A l'article 12 (Entrée en vigueur des dispositions de la loi), M. Georges Fenech, rapporteur pour l'Assemblée nationale, a présenté une proposition de rédaction globale de l'article 12 ayant pour objet de rendre cette rédaction plus cohérente dans son ensemble, de procéder à des améliorations rédactionnelles et d'apporter deux modifications plus substantielles : l'une permet au dispositif de la surveillance de sûreté d'être immédiatement applicable non seulement lorsqu'elle fait suite à une surveillance judiciaire mais également lorsqu'elle suit un suivi socio-judiciaire, l'autre rend immédiatement applicable la disposition disjointe de l'article 12 relative aux conditions de libération conditionnelle des personnes condamnées à la réclusion criminelle à perpétuité.

La commission a adopté cette proposition de rédaction de l'article 12 présentée par le rapporteur pour l'Assemblée nationale.

M. Georges Fenech, rapporteur pour l'Assemblée nationale, a présenté un article additionnel après l'article 12 (art. 723-30 et 763-3 du code de procédure pénale) (Coordinations) ayant pour objet de procéder à deux coordinations rendues nécessaires par la disposition introduite par le Sénat relative à l'obligation d'assignation à domicile dans le cadre d'une surveillance judiciaire ou d'un suivi socio-judiciaire.

M. Jean-René Lecerf, rapporteur pour le Sénat, s'est déclaré favorable à cet article additionnel.

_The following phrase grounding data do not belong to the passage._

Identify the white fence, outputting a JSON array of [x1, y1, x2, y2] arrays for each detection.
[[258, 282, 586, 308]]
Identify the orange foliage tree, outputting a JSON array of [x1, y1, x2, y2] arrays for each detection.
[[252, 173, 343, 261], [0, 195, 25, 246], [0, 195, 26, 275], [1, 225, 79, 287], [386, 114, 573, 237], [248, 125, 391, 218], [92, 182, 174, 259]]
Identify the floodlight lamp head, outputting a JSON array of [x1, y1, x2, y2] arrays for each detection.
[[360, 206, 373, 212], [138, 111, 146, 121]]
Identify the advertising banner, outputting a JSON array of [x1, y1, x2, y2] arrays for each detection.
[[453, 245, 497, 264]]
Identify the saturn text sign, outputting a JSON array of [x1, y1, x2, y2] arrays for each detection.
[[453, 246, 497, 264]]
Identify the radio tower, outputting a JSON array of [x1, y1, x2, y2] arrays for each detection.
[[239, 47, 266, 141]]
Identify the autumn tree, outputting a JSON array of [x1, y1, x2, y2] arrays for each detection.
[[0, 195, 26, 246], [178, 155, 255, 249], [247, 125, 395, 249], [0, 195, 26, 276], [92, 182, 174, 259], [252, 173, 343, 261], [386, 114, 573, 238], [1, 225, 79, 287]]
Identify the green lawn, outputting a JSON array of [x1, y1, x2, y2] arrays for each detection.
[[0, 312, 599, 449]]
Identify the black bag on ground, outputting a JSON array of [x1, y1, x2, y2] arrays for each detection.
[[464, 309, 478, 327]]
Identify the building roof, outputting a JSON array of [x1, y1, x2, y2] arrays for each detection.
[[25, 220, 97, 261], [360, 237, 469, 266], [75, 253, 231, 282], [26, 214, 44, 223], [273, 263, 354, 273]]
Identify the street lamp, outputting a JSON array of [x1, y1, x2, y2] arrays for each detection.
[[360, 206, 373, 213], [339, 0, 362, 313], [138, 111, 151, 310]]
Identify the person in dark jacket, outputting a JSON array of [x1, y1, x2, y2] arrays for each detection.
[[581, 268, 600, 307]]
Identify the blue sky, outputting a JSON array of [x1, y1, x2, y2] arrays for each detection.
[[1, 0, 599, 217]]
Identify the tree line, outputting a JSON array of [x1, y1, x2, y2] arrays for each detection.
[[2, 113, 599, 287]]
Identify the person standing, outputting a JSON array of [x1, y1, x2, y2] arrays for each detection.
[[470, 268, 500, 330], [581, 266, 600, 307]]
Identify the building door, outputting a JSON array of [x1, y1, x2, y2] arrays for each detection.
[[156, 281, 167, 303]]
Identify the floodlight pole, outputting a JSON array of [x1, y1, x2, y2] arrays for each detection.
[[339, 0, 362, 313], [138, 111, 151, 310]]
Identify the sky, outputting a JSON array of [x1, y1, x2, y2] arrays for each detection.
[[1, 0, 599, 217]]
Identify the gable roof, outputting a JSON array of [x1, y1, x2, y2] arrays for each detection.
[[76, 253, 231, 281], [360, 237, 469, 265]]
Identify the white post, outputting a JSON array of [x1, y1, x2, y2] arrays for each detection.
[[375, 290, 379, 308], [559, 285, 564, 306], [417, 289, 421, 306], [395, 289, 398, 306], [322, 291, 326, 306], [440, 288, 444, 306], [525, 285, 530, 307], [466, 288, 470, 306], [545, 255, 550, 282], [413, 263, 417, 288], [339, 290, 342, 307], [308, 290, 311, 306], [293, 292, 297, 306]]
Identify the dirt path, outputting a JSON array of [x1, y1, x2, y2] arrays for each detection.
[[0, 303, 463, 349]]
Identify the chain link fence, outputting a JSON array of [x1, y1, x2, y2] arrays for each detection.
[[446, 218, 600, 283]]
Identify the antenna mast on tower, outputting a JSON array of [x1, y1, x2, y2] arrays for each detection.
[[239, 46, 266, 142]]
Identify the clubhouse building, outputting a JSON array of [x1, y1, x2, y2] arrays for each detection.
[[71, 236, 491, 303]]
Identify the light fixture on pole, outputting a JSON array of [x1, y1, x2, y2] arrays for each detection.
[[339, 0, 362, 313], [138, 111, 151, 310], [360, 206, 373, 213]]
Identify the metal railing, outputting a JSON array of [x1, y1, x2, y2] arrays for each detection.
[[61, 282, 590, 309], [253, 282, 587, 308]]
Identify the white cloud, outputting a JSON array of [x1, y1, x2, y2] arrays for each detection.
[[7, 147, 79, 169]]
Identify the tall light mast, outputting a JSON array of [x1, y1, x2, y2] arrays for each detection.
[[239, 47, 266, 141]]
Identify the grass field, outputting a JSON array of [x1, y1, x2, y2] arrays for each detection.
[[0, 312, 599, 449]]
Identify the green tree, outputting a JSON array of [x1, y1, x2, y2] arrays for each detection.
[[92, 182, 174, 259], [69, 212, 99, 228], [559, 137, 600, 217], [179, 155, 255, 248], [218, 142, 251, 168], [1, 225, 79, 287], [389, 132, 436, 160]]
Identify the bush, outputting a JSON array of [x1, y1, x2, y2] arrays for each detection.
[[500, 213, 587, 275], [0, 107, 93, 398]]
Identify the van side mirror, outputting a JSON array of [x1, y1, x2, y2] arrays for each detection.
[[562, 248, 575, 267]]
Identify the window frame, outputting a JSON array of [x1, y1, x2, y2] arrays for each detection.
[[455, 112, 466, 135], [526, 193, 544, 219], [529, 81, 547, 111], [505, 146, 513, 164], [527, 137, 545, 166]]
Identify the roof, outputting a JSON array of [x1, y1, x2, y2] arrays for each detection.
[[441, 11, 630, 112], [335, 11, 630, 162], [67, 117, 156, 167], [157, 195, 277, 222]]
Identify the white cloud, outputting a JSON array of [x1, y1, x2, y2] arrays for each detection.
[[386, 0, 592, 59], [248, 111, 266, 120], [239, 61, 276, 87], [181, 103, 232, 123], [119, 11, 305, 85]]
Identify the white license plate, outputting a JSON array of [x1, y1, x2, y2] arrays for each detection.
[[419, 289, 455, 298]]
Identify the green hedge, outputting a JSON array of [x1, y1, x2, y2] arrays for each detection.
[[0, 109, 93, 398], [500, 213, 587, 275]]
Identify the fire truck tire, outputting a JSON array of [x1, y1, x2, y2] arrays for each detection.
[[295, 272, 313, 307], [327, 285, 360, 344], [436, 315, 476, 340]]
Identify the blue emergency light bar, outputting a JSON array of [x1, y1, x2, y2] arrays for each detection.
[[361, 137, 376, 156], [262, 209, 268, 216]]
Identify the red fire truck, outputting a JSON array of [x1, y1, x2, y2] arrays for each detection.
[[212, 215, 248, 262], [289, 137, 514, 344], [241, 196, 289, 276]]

M. Dominique Raimbourg, député, a souhaité attirer l'attention des commissaires sur une difficulté pratique que ne manquerait pas de poser l'application des dispositions relatives à la rétention de sûreté aux personnes condamnées avant l'adoption de la présente loi. Il a expliqué que les jurys d'assises n'ont, à l'heure actuelle, à se prononcer sur la question de l'application de la clause de minorité que dans l'hypothèse où l'acte a été commis sur un mineur de quinze ans, et qu'il est par conséquent impossible de déterminer, au vu d'un acte ayant autorité de chose jugée, si la personne a été condamnée pour des actes commis sur un mineur de quinze à dix-huit ans. Il s'est donc interrogé sur la manière dont les dispositions relatives à la rétention de sûreté seront appliquées pour les condamnations ne permettant pas de savoir si l'acte a ou non été commis sur un mineur.

Après que M. Georges Fenech, rapporteur pour l'Assemblée nationale eut précisé que le doute bénéficie à l'accusé, la commission a adopté l'article additionnel proposé par le rapporteur pour l'Assemblée nationale.

La commission a adopté l'article 12 bis (Communication aux maires, présidents de conseil général et présidents de conseil régional des informations contenues dans le FIJAIS pour certaines décisions administratives) dans la rédaction du Sénat.

La commission a adopté l'article 12 quater (Examen de la loi par le Parlement dans un délai de cinq ans) dans la rédaction du Sénat.

A l'article 13 (Application des dispositions de la loi dans les collectivités d'outre-mer et en Nouvelle-Calédonie), M. Georges Fenech, rapporteur pour l'Assemblée nationale, a proposé de prévoir l'application outre-mer des deux articles additionnels adoptés par la commission mixte paritaire ainsi que de l'article 12 bis.

La commission a adopté l'article 13 dans la rédaction du Sénat ainsi complétée.

La commission mixte paritaire a ensuite adopté, ainsi rédigées, l'ensemble des dispositions restant en discussion du projet de loi relatif à la rétention de sûreté et à la déclaration d'irresponsabilité pénale pour cause de trouble mental.